SpectralQ ist bewusst offen aufgebaut. Die bereits mitgelieferten Plugins — News, Telegram, Wikipedia, Satellit, Wetter, Flugverkehr und viele weitere — decken einen großen Teil forensischer Standardaufgaben ab. Aber keine Plattform kann alle denkbaren Datenquellen von vornherein integrieren. Das Plugin-System erlaubt deshalb, eigene Datenquellen und Analysemethoden hinzuzufügen — oder bestehende Plugins an eigene Bedürfnisse anzupassen. Dieses Kapitel zeigt das Prinzip, die Struktur eines Plugins und typische Erweiterungsszenarien.

Warum Erweiterbarkeit wichtig ist

Jede Ermittlungsdomäne hat ihre eigenen Datenquellen. Was ein Investigativjournalist im politischen Umfeld nutzt, unterscheidet sich fundamental von dem, was ein Kapitalmarkt-Forensiker braucht. Ein Umweltrechercheur arbeitet mit Satellitendaten und Schadstoffregistern. Ein Nachrichtendienst hat Zugriff auf proprietäre Quellen, die nirgendwo anders verfügbar sind.

Eine geschlossene Plattform müsste zwischen zwei Kompromissen wählen: entweder alle Datenquellen dieser Welt bereitstellen (unmöglich), oder nur einen allgemeinen Grundstock — der für Spezialisten zu allgemein bliebe.

Das Plugin-System löst den Konflikt. Der Kern bleibt stabil, spezielle Quellen werden als modulare Erweiterungen eingebunden — ohne dass irgendeine Zeile im eigentlichen SpectralQ-Code geändert werden muss. Was heute fehlt, ist morgen ein Plugin. Was übermorgen gebraucht wird, wird übermorgen programmiert.

Hinweis — Der Gedanke hinter Open Core: Die Plattform ist offen dokumentiert, ihre Schnittstellen sind klar definiert. Jeder kann Plugins schreiben — für die eigene Organisation, für die Community, oder kommerziell. SpectralQ wird dadurch nicht zur Konkurrenz der Plugin-Entwickler, sondern zu ihrer Basis.

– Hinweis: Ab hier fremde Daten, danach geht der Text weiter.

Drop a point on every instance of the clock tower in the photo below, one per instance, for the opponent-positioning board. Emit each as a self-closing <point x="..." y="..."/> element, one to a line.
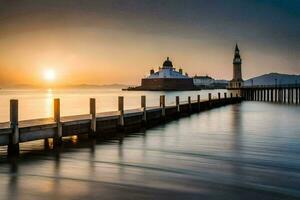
<point x="237" y="80"/>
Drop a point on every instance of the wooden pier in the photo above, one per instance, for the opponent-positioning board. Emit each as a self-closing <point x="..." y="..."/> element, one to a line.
<point x="103" y="125"/>
<point x="289" y="94"/>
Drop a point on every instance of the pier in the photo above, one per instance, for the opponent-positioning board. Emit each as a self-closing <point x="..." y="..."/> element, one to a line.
<point x="101" y="125"/>
<point x="289" y="93"/>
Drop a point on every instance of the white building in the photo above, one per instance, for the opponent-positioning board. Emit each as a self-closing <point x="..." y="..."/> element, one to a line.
<point x="167" y="71"/>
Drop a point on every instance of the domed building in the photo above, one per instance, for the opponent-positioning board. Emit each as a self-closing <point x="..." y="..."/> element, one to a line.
<point x="167" y="78"/>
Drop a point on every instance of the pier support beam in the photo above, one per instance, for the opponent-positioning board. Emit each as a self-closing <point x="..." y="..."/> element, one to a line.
<point x="58" y="137"/>
<point x="93" y="116"/>
<point x="292" y="95"/>
<point x="272" y="95"/>
<point x="190" y="104"/>
<point x="121" y="111"/>
<point x="289" y="95"/>
<point x="198" y="102"/>
<point x="297" y="96"/>
<point x="144" y="110"/>
<point x="13" y="146"/>
<point x="162" y="105"/>
<point x="177" y="104"/>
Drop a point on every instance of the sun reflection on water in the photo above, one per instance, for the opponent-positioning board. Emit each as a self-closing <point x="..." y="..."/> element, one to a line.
<point x="49" y="103"/>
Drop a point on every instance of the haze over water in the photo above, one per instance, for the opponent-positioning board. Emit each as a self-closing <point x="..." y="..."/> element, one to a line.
<point x="242" y="151"/>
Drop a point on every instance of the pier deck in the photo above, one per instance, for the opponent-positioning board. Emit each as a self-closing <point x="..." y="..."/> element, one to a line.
<point x="106" y="123"/>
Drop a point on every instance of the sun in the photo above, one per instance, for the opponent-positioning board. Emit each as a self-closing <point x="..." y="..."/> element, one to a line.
<point x="49" y="75"/>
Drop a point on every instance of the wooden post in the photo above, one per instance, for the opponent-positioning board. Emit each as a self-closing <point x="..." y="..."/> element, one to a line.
<point x="93" y="115"/>
<point x="162" y="105"/>
<point x="272" y="95"/>
<point x="177" y="104"/>
<point x="297" y="95"/>
<point x="143" y="106"/>
<point x="13" y="147"/>
<point x="190" y="104"/>
<point x="289" y="95"/>
<point x="58" y="136"/>
<point x="198" y="102"/>
<point x="121" y="110"/>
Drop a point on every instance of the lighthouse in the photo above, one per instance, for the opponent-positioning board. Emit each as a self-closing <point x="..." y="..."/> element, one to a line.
<point x="237" y="80"/>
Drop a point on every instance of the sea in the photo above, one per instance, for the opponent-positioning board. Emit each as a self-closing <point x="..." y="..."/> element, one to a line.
<point x="243" y="151"/>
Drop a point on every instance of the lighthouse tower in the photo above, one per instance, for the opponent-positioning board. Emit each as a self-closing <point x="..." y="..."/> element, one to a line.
<point x="237" y="80"/>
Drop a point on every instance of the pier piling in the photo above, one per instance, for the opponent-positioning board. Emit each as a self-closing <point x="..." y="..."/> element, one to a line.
<point x="198" y="102"/>
<point x="143" y="107"/>
<point x="93" y="115"/>
<point x="178" y="104"/>
<point x="121" y="111"/>
<point x="58" y="136"/>
<point x="190" y="104"/>
<point x="13" y="147"/>
<point x="162" y="105"/>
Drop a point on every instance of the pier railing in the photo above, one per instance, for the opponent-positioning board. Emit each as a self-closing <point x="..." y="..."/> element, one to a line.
<point x="105" y="124"/>
<point x="288" y="93"/>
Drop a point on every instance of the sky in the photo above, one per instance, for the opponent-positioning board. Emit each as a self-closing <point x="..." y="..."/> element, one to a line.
<point x="119" y="41"/>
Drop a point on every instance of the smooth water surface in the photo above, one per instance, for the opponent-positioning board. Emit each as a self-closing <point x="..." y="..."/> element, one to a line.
<point x="38" y="103"/>
<point x="244" y="151"/>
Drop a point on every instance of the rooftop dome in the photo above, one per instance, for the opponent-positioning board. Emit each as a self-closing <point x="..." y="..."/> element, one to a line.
<point x="167" y="63"/>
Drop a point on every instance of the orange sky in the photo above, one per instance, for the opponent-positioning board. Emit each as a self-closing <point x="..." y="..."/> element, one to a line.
<point x="103" y="50"/>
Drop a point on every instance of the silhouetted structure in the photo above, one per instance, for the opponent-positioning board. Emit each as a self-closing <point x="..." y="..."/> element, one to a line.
<point x="237" y="80"/>
<point x="166" y="78"/>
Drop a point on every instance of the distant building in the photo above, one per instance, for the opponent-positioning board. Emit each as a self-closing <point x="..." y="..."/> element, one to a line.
<point x="203" y="80"/>
<point x="237" y="80"/>
<point x="167" y="78"/>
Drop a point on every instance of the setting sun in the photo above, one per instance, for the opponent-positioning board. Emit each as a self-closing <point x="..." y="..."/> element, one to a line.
<point x="49" y="75"/>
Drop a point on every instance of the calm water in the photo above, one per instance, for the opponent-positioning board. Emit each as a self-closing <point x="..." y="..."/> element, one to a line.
<point x="246" y="151"/>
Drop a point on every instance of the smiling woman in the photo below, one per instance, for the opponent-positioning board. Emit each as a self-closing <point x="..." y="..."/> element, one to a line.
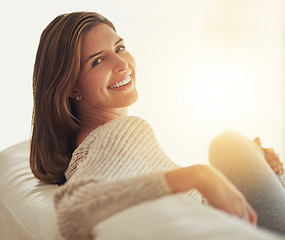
<point x="106" y="83"/>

Was ein Plugin in SpectralQ leisten kann

Plugins in SpectralQ haben drei Haupt-Funktionen, die einzeln oder kombiniert umgesetzt werden können:

1. Daten abrufen

Die klassische Plugin-Rolle: Eine externe Quelle wird angezapft. Ein Plugin für Immobiliendaten könnte Grundbuchauszüge abrufen, eines für Schifffahrtsbewegungen könnte AIS-Signale laden, eines für Unternehmensregister könnte Handelsregister-Eintragungen liefern.

Technisch wird dafür eine Funktion namens handle_fetch() implementiert. Sie nimmt Parameter entgegen (Zeitraum, Geo-Bereich, Suchbegriffe) und liefert ein standardisiertes Ergebnis zurück: eine Liste von Datenpunkten mit Zeitstempel, Ort, Inhalt und Metadaten.

2. Geodaten normalisieren

Jede Datenquelle liefert Ort-Informationen in eigenem Format. Manche nutzen Länge/Breite, andere Adressen, wieder andere geografische Codes. Die Funktion normalize_geodata() übersetzt diese Eingaben ins einheitliche Format, mit dem SpectralQ intern arbeitet (WGS84-Koordinaten plus optional Adresstext).

Das stellt sicher, dass Ihre eigenen Plugins nahtlos mit Karten, R/Z-Analyse und anderen räumlichen Werkzeugen zusammenarbeiten.

3. Analysen durchführen

Manche Plugins gehen einen Schritt weiter als reine Datenlieferung. Sie enthalten eigene Analyselogik, die über den normalen KI-Analysten hinausgeht. Die Funktion handle_analysis() bekommt Rohdaten oder vorberechnete Zeitreihen und liefert spezifische Analyseergebnisse zurück — etwa domänenspezifische Auffälligkeits-Erkennung, Mustererkennung, Spezialkennzahlen.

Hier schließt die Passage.